Three Islamic State fighters blew themselves up yesterday in Kobani near the Turkish border with Syria, a monitoring group said, with the hardline militants making slight advances inside the besieged Kurdish town.

In one of the attacks an IS fighter detonated a truck laden with explosives in a northern district of Kobani, which has been the scene of heavy clashes between Kurdish forces and Islamic State fighters, Kurdish sources said.

IS fighter detonated truck laden with explosives in northern district of Kobani

Idris Nassan, a Kurdish official in Kobani, said two Kurdish fighters had been wounded during the suicide attack.

“They tried to advance towards the border crossing, but the Kurdish People’s Protection Units repelled them... and they were not able to push forward,” Nassan told Reuters.

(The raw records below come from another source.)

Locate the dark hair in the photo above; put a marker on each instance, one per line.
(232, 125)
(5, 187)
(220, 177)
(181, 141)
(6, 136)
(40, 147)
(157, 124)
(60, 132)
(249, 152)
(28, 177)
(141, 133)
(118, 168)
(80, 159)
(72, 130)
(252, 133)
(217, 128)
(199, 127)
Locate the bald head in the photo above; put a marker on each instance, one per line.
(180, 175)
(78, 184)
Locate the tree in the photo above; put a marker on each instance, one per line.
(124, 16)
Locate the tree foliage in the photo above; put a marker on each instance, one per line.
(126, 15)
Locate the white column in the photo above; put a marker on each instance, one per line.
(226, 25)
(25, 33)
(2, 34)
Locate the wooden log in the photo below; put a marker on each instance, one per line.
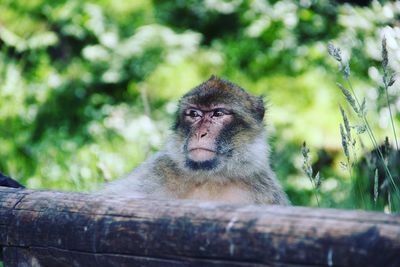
(48, 228)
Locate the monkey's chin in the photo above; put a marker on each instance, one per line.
(200, 154)
(206, 165)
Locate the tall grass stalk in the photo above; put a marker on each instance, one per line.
(388, 80)
(307, 168)
(359, 108)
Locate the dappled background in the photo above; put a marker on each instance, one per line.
(88, 89)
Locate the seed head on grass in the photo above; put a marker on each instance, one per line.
(346, 123)
(335, 52)
(376, 188)
(344, 143)
(349, 97)
(385, 59)
(307, 168)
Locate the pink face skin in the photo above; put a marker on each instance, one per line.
(207, 123)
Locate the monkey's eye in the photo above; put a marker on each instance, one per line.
(218, 113)
(193, 113)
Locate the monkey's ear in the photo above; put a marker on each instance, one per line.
(259, 108)
(213, 77)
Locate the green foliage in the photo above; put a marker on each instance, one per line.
(89, 88)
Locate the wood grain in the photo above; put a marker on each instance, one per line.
(49, 228)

The Syrian Observatory for Human Rights monitoring group reported more heavy fighting yesterday inside the city, where US-led air strikes have so far failed to halt the militants’ advance.

Rami Abderahman of the Observatory said one of the suicide attacks targeted a bus station in the northwest of Kobani and that the group had taken around 50 per cent of the town.

“They now control the cultural centre, which means they have advanced further inside the town,” he said.

The Observatory said there had been at least five US-led air strikes early yesterday, mainly targeting southern districts of Kobani, which is known as Ayn al-Arab in Arabic.

Clashes also continued to the east, killing a dozen Islamic State fighters, the Observatory said.

The militant group wants to seize the town to consolidate a dramatic sweep across northern Iraq and Syria. The advances by the group, which espouses a rigidly conservative brand of Islam, has sent shockwaves through the Middle East.

Meanwhile late on Sunday US Secretary of State John Kerry said the United States was deeply concerned about what he called the “tragedy” in the Syrian town of Kobani, where Islamic State fighters have been tightening their grip.

Speaking at a conference in Cairo on the rebuilding of Gaza, Kerry said it would take time to bring a coalition fully together to confront the militants and said the focus must first be on Iraq while degrading Islamic State in Syria.

“Obviously we are all very concerned about the reports of gains in Kobani and we’re closely monitoring the situation. In fact, we’re not just monitoring it, we’ve been deeply engaged with strikes in the last days and today there were more strikes,” said Kerry.

“There was news today that they are continuing to hold it down, it has not been taken in completion, parts of it have.”

A group that monitors the Syrian civil war said the Kurdish forces faced inevitable defeat in Kobani if Turkey did not open its border to let through arms – something Ankara has so far appeared reluctant to do. Kerry said more than 60 partners have committed to joining the US effort to defeat Islamic State.